A Method to Investigate the Mechanical Properties of Human-Induced Pluripotent Stem Cell-Derived Cardiomyocytes at the Single-Cell Level

Background: Human pluripotent stem cell–derived cardiomyocytes (hPSC-CMs) provided exciting tools for cardiovascular research. Current platforms assessing the mechanical properties of single hPSC-CM have inherent limitations that require numerous assumptions, and most importantly do not allow studying single cell mechanics at different loading conditions.

Objective: We aimed to establish a novel methodology to overcome the aforementioned limitations by directly measuring hPSC-CMs forces at different stretch levels. We then aimed to evaluate the potential of this approach for different pathophysiological studies and drug testing.
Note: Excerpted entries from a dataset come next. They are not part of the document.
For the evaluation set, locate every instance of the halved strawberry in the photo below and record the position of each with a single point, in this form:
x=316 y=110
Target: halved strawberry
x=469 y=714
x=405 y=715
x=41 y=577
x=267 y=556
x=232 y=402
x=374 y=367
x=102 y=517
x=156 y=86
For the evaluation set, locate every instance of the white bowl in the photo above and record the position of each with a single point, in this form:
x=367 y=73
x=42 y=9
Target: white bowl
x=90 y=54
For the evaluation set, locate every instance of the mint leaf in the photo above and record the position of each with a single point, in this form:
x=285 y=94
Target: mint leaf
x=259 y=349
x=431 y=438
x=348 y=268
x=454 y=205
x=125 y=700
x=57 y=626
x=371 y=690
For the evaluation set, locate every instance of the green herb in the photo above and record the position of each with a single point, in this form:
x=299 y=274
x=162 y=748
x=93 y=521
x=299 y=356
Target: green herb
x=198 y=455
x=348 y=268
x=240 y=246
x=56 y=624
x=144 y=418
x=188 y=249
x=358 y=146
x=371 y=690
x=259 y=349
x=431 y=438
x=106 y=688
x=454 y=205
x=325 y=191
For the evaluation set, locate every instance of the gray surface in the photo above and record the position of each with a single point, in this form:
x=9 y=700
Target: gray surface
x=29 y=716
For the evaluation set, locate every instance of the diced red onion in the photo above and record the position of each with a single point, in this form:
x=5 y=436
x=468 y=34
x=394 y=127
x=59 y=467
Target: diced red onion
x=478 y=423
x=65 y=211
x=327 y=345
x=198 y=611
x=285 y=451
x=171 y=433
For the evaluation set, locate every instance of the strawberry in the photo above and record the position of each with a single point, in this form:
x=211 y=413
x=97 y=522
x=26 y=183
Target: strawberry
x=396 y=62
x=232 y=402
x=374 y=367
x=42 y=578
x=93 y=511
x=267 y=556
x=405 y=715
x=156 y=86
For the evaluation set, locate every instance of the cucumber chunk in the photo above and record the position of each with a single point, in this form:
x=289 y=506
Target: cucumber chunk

Methods and Results: Single hPSC-CMs were attached to two optical-fibers; one serves as a length-controller, allowing to stretch the cell, and the other is connected to a highly-sensitive optical-force transducer that measures the forces with nano-Newton resolution. HPSC-CM were paced and stretched in a step-wise manner, hPSC-CMs demonstrated a positive length-tension relationship (Frank-Starling law) with increasing active and passive tension. Next, we examined the effect of isoproterenol on hPSC-CM’s mechanics at 3 stretch levels, isoproterenol application increased the active forces amplitude, contraction and relaxation velocities at all steps. Finally, we evaluated the effect of the anti-neoplastic agent doxorubicin on the contractility of these cells. Morphologically, doxorubicin-treated hPSC-CMs displayed disrupted sarcomeres with reduced myofibrillar content. Mechanically, doxorubicin-treated hPSC-CMs exhibited reduced active tensions and altered kinetics at all stretch levels. When investigating the force-frequency relationship, doxorubicin-treated group demonstrated exaggerated negative force-frequency with apparent mechanical alternans compared to healthy hPSC-CMs.

Conclusion: A novel method that allows direct active and passive force measurements from single hPSC-CMs at different loading conditions was established for the first time and validated. Our results highlight the potential implications of this novel approach for pharmacological and disease modeling studies; as we were able to identify drug-induced changes in the contractile properties of the cells after isoproterenol stimulation and as a result of doxorubicin cardiotoxicity.